Biyodizel dahil olmak üzere rüzgar, jeotermal ve güneş enerjileri küresel enerji tüketiminin yüzde 2’sinden azını karşılıyor. Dünyanın en büyük enerji tüketicisi ABD’de biyodizel tüm tüketimin binde 2’sine dek düşüyor. Ancak petrol fiyatlarının artması biyodizele talebi canlandıracak.
Enerji tüketimi ulaşım ve ısınma olarak ikiye ayrılıyor; jeotermal, güneş ve rüzgar enerjileri düşük verimleri nedeniyle ısınmada, yüksek ısıya çıkabilen biyodizel ise otomobiller, kamyonlar gibi ulaşım araçlarında kullanılacak. Geleceğin alternatif enerji kaynağı olarak değerlendirilen biyodizel henüz yolun başında, ama ufku açık.
BİYODİZEL NEDİR?
Biyodizel, dizel motorlarda işleyen çevre dostu bir yakıttır. Biyodizel bitkisel, hayvansal yağlar ve evsel veya endüstriyel atık yağlardan üretilebiliyor. Biyodizel üretiminde en çok kullanılan hammadde ‘canola’ bitkisi.
Geleceğin enerji kaynağı canola tarlaları.

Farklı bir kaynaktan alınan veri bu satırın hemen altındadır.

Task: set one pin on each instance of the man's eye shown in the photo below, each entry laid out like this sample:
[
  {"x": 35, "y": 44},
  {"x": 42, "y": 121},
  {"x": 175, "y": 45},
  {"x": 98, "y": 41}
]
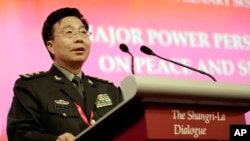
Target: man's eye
[
  {"x": 68, "y": 32},
  {"x": 83, "y": 32}
]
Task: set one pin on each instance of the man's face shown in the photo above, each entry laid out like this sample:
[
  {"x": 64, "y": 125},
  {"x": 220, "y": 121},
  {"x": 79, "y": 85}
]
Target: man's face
[{"x": 70, "y": 44}]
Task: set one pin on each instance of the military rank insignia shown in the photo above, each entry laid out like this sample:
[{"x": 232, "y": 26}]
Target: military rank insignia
[{"x": 103, "y": 100}]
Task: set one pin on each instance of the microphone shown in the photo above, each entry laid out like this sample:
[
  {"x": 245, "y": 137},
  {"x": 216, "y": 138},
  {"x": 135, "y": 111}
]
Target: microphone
[
  {"x": 148, "y": 51},
  {"x": 124, "y": 48}
]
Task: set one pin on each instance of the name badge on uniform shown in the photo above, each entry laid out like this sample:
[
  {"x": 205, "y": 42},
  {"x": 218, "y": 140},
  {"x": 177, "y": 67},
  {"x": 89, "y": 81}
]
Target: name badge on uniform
[{"x": 103, "y": 100}]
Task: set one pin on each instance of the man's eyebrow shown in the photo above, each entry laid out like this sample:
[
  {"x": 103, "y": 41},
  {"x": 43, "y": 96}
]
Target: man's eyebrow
[{"x": 70, "y": 26}]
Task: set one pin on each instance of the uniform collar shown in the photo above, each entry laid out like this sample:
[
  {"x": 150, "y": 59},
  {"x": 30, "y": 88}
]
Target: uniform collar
[{"x": 68, "y": 74}]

Biyodizel alkolle bitkisel yağın kimyasal reaksiyonundan elde ediliyor. Transesterifikasyon adı verilen bir işlemle gliserin (otomobil motoru için zararlı) kimyasal reaksiyonun içinden ayrıştırılıyor. Biyodizeli asıl öne çıkaran ise atık yağlardan ve organik atıklardan üretilebilmesi. Bu sadece maliyeti düşürmekle kalmıyor, çevreye zarar verecek maddelerin yeniden değerlendirilmesinin önünü açıyor. Biyodizel, saf veya benzinle karıştırılarak herhangi bir dizel motorda kullanılabiliyor. Uzmanlar, yüzde 20 biyodizel yüzde 80 dizel karışımının dahi küresel ısınmaya neden olan karbon monoksid emisyonunu yüzde 21, hidrokarbon emisyonunu da yüzde 47 oranında düşüreceğini belirtiyor.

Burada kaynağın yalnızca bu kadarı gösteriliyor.